When looking to sell online, the first thing that most people will do is head straight to one of the big marketplaces such as eBay or Amazon - or those with a bigger budget, to an expensive web design agency.
This is understandable because it seems like the easiest option, however, it’s easier than you might think for a small retailer to get into ecommerce. Build it yourself ecommerce platforms make setting up an online shop accessible regardless of wallet size or skill set. It is cheaper than going to a web design agency, and if you choose the right one the end result will be as effective as what you’d get from a professional.
You also have the ability to make changes whenever you want and avoid the listing fees accrued through marketplace selling.
The technical stuff
The last thing anyone new to website building wants to handle is the more technical side of setting up a website. This includes tasks like who to host your website with, finding somewhere to register a domain and worrying about security. With the choice of all-in-one providers around, you shouldn’t need to be concerned with any of these things. It’s important to find an ecommerce provider that can handle all of these things for you in one place.
Although creating the look of your shop is the fun part, design can be a scary word to anyone getting started in ecommerce. Most of the top ecommerce platforms provide pre built templates that you can customise the layout and colour of in just a couple of clicks, making the ‘design’ part actually less technical than the word implies.
The range and quality of templates available from each ecommerce provider varies and some only have a limited number of themes included within the price of shop rental, meaning that you might have to pay extra to get your website to look the way that you envisioned. The best ecommerce providers for you will have a large selection of templates to choose from included as part of the rental price.
One of the most important parts of setting up your online shop is getting paid. Look for an ecommerce provider that has payments included (the ability to accept all major credit and debit cards) within the platform to avoid the lengthy application processes and wait times commonly associated with setting up payment gateways.
Most ecommerce platforms work with features aka, plugins, which allow you to add extra functionality to your website. For example a ‘social media’ plugin will allow you to add links to your social media pages to your website, a ‘multi-currency’ plugin might enable your customers to change the currency they view products in on your website. An ecommerce provider should have all of the features that you need now, and anything you’ll need in the future - some added extras won’t hurt either.
For example, you might not need a live chat feature but it will enable you to provide your customers with a competitive customer service experience, and increase the amount you sell. You can browse what features you’ll get access to on the website of the provider.
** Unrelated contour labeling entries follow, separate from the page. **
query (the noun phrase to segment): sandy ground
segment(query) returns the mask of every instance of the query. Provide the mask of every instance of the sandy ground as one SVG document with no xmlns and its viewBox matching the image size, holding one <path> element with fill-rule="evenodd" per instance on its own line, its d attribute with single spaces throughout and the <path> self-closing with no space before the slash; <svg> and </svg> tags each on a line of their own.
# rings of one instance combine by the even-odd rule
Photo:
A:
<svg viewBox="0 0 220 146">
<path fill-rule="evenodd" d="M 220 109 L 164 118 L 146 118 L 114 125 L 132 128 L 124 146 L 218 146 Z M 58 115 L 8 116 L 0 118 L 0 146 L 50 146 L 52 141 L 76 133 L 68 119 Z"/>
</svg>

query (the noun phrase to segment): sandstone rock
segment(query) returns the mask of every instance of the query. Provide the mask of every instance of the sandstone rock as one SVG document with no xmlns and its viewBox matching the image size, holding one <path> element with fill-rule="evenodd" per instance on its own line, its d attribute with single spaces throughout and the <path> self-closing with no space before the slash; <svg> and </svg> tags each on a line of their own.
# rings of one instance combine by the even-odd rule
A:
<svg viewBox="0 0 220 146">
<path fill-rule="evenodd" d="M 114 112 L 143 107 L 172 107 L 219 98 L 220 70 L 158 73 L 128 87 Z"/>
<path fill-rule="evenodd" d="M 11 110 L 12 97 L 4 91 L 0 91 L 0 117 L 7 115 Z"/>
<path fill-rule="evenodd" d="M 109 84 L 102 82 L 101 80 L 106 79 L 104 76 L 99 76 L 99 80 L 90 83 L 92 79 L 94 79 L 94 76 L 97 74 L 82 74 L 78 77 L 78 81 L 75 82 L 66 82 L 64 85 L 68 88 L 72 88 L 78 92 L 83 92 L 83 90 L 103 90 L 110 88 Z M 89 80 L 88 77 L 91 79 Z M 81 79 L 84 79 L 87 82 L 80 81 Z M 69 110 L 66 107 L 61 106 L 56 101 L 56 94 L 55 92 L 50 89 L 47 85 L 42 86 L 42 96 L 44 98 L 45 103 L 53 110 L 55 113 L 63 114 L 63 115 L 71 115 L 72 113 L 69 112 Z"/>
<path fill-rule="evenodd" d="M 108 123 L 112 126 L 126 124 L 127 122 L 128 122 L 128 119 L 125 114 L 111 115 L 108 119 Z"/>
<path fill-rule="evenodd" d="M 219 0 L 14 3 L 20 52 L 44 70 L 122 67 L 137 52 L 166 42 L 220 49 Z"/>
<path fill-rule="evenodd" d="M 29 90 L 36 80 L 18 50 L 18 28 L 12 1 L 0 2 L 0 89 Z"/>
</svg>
A mobile friendly version of your website is essential from any ecommerce provider. As from April last year your website will be punished in search engine rankings if it is not optimised for mobile devices. Your ecommerce website should always come with a mobile friendly version available.
You should always check out reviews of your chosen provider using a reputable review platform such as Trustpilot before you sign up. Trustpilot is a well-known independent reviews website and will give a good insight into the overall customer experience provided by company.
Finally, a retailer looking to take their business online needs access to customer support. Just like any other service, you might need to get in touch with a human to answer any queries that you might have.